Tarik did not answer immediately, his face expressionless, almost bored. At last, he said, “Prince Ahmet, I am not depraved enough to imagine the conspiracy you accuse me of.”
Ahmet took a step back though his tone remained level and affable. “What have I done to earn such contempt from the Janissary Corps? What has my brother done for you that I have not?”

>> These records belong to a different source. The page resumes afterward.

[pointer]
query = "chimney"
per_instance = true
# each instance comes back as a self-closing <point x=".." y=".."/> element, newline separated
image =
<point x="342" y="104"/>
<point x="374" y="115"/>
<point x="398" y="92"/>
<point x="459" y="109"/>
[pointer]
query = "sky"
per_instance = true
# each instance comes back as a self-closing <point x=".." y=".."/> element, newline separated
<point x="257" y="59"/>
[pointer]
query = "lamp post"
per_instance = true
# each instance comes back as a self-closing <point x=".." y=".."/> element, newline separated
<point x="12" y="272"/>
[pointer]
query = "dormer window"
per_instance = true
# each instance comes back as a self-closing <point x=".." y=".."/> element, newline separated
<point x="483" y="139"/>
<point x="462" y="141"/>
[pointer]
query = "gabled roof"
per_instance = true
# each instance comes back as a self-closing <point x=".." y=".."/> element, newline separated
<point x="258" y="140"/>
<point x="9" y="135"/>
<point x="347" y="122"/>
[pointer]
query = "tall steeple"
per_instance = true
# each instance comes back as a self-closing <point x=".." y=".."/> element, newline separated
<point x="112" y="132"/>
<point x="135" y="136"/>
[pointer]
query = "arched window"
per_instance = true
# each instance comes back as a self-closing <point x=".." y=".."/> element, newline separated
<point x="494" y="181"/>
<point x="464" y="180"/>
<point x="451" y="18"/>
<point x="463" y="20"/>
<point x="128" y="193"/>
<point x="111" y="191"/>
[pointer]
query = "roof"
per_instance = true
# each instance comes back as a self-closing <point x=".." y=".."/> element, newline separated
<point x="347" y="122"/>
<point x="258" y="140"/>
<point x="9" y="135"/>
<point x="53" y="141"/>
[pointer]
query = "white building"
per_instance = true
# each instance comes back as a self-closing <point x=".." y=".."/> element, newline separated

Tarik hesitated, then said: “May I speak freely?”
Ahmet spread his hands. “You’d better, I think.”
Tarik faced him. “You are weak, Ahmet. Pensive in times of war and restless in times of peace. You lack passion for the traditions of the ghazi—the Holy Warriors—and you speak of fraternity in the company of infidels.” He paused. “You would make a decent philosopher, Ahmet, but you will be a poor sultan.”
Ahmet’s face darkened. He snapped his fingers, and his own bodyguard came to attention behind him.
“You may show yourself out,” he told the Janissary captain, and his voice was like ice.
Ezio was still watching, as, a few minutes later, Ahmet himself swept out of the Divan. A moment later, Ezio was joined by Prince Suleiman.
“Quite a family, eh?” said the prince. “Don’t worry. I was listening, too.”
Ezio looked worried. “Your uncle lacks sway over the very men he will soon command. Why did he not cut that man down where he stood, for such insolence?”
“Tarik is a hard man,” replied the prince, spreading his hands. “Capable, but ambitious. And he admires my father greatly.”
“But he failed to safeguard this palace against a Byzantine attempt on your life in its inner sanctum! That alone is worthy of investigation.”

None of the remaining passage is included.